Movie Review: What to Expect When You’re Expecting

(Image via Ace Showbiz)

I’ve come to realize that, when it comes to movie-going experiences, expectations are key. Often, I hear about how great a movie is, and then I find myself disappointed by how it fails to live up to the hype. With this movie, I experienced the reverse – I expected this to be awful (in the vein of other packed-with-celebrities movies like New Year’s Eve and He’s Just Not That into You), but I was pleasantly surprised. It’s not cinematic genius or anything, but I enjoyed it quite a bit. And…I just realized I spent a whole paragraph talking about my own movie expectations and the movie’s title is all about expectations. I didn’t even plan that, I swear.

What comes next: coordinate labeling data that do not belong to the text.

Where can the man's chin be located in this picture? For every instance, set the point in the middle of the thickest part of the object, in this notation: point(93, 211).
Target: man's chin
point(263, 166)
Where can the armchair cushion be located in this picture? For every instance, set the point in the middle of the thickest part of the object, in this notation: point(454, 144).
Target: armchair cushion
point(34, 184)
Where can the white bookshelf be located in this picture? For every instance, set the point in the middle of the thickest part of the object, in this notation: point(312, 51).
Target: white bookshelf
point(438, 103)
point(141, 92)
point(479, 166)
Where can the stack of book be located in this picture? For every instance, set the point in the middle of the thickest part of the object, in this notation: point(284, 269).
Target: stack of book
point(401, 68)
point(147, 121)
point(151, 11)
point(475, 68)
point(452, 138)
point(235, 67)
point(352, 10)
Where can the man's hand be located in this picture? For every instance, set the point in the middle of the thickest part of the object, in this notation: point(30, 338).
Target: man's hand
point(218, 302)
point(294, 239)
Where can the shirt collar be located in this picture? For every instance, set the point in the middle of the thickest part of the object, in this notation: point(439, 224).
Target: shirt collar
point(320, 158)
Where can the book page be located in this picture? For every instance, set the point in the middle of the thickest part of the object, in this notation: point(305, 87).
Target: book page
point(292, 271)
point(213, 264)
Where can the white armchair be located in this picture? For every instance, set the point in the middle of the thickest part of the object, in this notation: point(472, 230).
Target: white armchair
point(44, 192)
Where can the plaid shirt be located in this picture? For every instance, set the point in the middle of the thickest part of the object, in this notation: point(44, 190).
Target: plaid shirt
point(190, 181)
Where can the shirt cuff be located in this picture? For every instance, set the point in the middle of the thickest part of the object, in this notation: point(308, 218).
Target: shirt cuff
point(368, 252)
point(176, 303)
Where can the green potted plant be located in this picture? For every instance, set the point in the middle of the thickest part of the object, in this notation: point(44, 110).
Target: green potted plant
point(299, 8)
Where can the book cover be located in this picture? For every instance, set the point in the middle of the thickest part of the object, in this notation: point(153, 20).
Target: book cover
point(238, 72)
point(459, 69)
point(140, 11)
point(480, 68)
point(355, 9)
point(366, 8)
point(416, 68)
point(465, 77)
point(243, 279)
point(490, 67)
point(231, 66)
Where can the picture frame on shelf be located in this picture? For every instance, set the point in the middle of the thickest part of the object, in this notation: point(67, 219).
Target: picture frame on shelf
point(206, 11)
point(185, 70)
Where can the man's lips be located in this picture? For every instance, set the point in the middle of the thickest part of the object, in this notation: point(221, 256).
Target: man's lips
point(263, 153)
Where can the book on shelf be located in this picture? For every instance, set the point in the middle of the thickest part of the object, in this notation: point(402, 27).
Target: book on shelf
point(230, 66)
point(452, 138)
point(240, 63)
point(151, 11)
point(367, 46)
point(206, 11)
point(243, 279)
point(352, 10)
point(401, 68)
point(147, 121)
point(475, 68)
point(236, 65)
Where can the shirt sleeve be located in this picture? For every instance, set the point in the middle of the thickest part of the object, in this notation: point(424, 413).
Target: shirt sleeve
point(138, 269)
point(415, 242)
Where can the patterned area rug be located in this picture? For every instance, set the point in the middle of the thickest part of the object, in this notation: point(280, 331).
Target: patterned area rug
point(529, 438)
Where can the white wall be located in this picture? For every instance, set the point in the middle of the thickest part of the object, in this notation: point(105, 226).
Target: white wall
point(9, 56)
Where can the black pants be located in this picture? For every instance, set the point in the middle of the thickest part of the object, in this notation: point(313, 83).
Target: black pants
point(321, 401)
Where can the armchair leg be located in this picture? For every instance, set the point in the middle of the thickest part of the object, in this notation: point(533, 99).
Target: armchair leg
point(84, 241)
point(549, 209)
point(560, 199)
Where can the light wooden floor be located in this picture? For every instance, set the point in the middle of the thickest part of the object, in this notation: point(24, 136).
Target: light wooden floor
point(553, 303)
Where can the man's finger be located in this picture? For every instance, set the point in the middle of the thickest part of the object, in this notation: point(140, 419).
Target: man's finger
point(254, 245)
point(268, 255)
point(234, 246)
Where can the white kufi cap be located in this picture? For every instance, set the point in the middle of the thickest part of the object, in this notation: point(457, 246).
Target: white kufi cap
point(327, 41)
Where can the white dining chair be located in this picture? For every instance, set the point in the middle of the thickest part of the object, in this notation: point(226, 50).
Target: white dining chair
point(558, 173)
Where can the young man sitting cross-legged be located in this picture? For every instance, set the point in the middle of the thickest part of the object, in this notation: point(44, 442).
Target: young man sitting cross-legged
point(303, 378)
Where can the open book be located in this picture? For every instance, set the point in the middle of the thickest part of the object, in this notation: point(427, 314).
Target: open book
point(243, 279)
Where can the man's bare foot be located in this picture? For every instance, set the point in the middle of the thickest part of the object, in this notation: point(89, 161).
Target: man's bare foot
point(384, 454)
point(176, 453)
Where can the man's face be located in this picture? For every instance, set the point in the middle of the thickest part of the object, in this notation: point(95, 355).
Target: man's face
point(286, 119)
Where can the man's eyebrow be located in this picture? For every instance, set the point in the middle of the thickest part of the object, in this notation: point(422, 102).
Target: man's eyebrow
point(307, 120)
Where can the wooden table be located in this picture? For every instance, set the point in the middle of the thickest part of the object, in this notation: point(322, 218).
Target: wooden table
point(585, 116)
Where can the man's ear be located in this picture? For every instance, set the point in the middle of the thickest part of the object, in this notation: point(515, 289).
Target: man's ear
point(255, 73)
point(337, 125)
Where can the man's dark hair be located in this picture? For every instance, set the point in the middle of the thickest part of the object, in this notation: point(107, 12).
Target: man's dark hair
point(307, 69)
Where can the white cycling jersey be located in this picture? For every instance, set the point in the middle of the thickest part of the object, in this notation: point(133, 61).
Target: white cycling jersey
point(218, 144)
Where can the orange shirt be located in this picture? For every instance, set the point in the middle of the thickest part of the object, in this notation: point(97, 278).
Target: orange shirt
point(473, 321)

This film weaves together five loosely related stories, but my favorite of all was that of Wendy and Gary, played by Elizabeth Banks and Ben Falcone (air marshal John in Bridesmaids!). They were hilarious and totally relatable; while a lot of these stories seemed like the exact opposite of what you’d expect when you’re expecting (i.e. nobody is that glamorous while pregnant), they felt like a real couple. I would totally watch a movie that just starred the two of them.

Chase Crawford and Anna Kendrick played a young couple who get pregnant after their first hookup. I liked their storyline a lot, which surprised me for two reasons. First, while Chase Crawford always brings the pretty, he’s not always so great with the actual acting – but I thought he did a nice job here. And second, I thought it was unrealistic that, despite never having gone out on a date, the two of them were totally willing to raise a child together – it seems like they would have at least discussed their other options.

As for everyone else? Jennifer Lopez was surprisingly moving as a woman desperate to have a baby but struggling with infertility, adoption, financial problems, and her own husband’s uncertainties. Cameron Diaz was fine, but her onscreen partner – Matthew Morrison – drives me absolutely insane, so I couldn’t get behind her storyline. And Brooklyn Decker, playing Dennis Quaid’s much-younger trophy wife, was good, but I wish someone would cast her as something other than the token hot girl so we can see if she can actually act.

So, overall: this movie was not groundbreaking, but good enough for a nice summer diversion at the movies.